決算期 種別 売上高 営業利益 経常利益 純利益

2024/10 単独中間実績 12,450 1,719 1,617 964

2024/10 単独会社予想 27,556 4,091 3,623 2,253

2023/10 単独実績 16,144 1,957 1,924 1,802

2022/10 単独実績 6,216 122 114 256


決算期 種別 EPS BPS 配当

2024/10 単独会社予想 23.69 88.82 0.00


上場時発行済株数 95,139,000株

公開株数 37,082,200株【売り出し32,245,400株、オーバーアロットメント4,836,800株(売出に係る国内・海外の募集株式数の内訳(国内売出:9,996,100株/海外売出:22,249,300株)】

調達資金使途 -


PER:60.3

PBR:

配当利回り:

公募時吸い上げ資金:530億

公募時時価:1360億

​   

【株主構成】 

小川嶺 代表取締役 24,030,000 21.96% 売出779,400 360日

(株)Recolle 代表取締役の資産管理会社 9,045,000 8.27% 360日

KeyrockCapitalMasterFund,Ltd 投資業(ファンド) 7,950,000 7.27% 180日

(株)MIXI 投資業(ファンド) 6,117,000 5.59% 6年(下記参照) 

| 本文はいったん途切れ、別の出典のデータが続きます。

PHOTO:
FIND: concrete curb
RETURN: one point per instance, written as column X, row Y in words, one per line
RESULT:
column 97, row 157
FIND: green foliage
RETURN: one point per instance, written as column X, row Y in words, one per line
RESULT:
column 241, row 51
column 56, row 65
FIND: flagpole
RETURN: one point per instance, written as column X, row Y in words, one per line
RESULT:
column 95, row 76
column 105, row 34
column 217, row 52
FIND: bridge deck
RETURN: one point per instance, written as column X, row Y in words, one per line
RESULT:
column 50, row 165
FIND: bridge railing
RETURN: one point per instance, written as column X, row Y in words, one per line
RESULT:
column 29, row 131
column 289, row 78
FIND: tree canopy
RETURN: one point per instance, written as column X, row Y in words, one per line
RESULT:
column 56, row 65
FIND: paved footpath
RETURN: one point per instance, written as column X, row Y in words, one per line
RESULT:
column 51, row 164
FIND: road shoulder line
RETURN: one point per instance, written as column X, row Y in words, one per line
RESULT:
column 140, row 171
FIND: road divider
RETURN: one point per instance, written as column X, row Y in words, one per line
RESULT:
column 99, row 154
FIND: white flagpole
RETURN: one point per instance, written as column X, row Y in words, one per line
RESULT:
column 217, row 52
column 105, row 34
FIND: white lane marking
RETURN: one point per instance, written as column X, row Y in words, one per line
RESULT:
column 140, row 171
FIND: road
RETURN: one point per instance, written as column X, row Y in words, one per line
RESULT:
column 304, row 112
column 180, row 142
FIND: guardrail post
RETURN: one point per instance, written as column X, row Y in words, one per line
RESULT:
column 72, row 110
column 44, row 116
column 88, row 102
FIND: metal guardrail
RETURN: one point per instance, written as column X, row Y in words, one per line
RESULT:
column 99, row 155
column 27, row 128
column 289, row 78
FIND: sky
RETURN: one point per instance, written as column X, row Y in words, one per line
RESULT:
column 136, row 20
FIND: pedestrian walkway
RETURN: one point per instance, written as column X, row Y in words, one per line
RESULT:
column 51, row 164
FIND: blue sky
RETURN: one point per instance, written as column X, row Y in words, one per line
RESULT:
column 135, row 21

ジャフコSV6投組 投資業(ファンド) 4,704,000 4.30% 売出2,000,000

月山特定目的会社 投資業(ファンド) 3,999,000 3.66% 売出2,200,000

エン・ジャパン(株) 投資業(ファンド) 3,867,000 3.53% 売出2,200,000

(株)サイバーエージェント 投資業(ファンド) 3,840,000 3.51% 180日

JEC2 Limited 特別利害関係者など 3,615,000 3.30% 180日

Woodline Master Fund LP 投資業(ファンド) 3,180,000 2.91% 180日

 グローバル・オファリングに関連して、売出人かつ貸株人である株式会社サイバーエージェント、売出人であるCA Startups Internet Fund 2号 投資事業有限責任組合、コロプラネクスト3号ファンド投資事業組合及び他1社、当社株主であるKeyrock Capital Master Fund,Ltd、JEC2 Limited、Woodline Master Fund LP、Kadensa Master Fund、Seiga Japan Fund、タイミー従業員持株会、渡辺雅之、Seiga Japan Long Opportunities Fund、八木智昭及び他1名並びに上記に含まれない当社の新株予約権者である108名は、ジョイント・グローバル・コーディネーターに対し、元引受契約締結日から上場日(当日を含む。)後180日目の日までの期間(以下、「ロックアップ期間(A)」という。)、ジョイント・グローバル・コーディネーターの事前の書面による同意なしには、当社普通株式(ただし、JEC2 Limited、Woodline Master Fund LP、Kadensa Master Fund、Seiga Japan Fund及びSeiga Japan Long Opportunities Fundについては、当該株主が元引受契約締結日時点で保有する当社普通株式に限る。)の売却等(ただし、本件売出し、オーバーアロットメントによる売出しのために大和証券株式会社に当社普通株式の貸付けを行うこと及びグリーンシューオプションが行使されたことに基づいて当社普通株式を売却すること等を除く。)を行わない旨を合意しております。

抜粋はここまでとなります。